The sensor lights went blank. They’ve stopped digging, I thought. Why?

“Here they come!” came a shout from the cave’s mouth. I inadvertently turned to glance in that direction…

The wall of the cave in front of me exploded, knocking all of us back onto the ground. I rolled over, my rifle still in my hands, and saw a half-dozen of the brutes charging at us out of the smoke and rubble. They were big, powerful, their broad, red-eyed faces snarling with fury and crystal spears in their raised hands.

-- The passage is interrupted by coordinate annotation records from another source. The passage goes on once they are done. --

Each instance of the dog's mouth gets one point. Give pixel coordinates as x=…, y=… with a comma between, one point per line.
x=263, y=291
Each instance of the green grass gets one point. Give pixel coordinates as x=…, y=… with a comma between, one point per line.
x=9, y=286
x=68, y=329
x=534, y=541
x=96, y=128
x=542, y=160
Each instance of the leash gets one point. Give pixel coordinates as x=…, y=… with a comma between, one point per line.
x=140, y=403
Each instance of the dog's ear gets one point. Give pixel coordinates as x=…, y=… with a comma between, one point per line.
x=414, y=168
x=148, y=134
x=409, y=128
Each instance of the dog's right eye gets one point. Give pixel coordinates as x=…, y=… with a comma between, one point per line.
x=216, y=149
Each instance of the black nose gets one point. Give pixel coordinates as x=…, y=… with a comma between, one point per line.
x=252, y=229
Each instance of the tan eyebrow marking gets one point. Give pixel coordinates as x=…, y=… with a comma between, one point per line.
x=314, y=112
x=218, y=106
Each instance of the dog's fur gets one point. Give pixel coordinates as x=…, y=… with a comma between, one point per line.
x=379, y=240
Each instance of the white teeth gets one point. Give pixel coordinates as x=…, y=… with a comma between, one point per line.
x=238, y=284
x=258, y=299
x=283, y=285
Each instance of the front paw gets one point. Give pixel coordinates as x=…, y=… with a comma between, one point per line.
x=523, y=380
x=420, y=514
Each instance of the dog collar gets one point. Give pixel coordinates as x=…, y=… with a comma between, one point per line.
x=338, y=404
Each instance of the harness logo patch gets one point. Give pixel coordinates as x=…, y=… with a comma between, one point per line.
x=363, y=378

I fired pointblank at them. The rifle’s beam cut the first two in half, but their momentum carried them into me and they fell beside me as I rose to one knee and fired again. Ogun was firing too, but one of the brutes reached him with a crystal spear. It barely grazed his helmet, but a shower of sparks erupted and I heard Ogun scream in my earphones. His body spasmed, arched, then fell dead.

I ducked under the spear that was aimed at me and jammed the muzzle of my rifle into the brute’s midsection as I pulled the trigger. His body burst into flame, and he shrieked hideously as he bounced away from me and into the others behind him.

Lissa had recovered her wits now and was firing into the brutes who were emerging from their newly dug tunnel. I lost count of how many there were; we fired and dodged and fired again at them, killing them left and right until their bodies jammed the entryway that they had blasted out of the rock.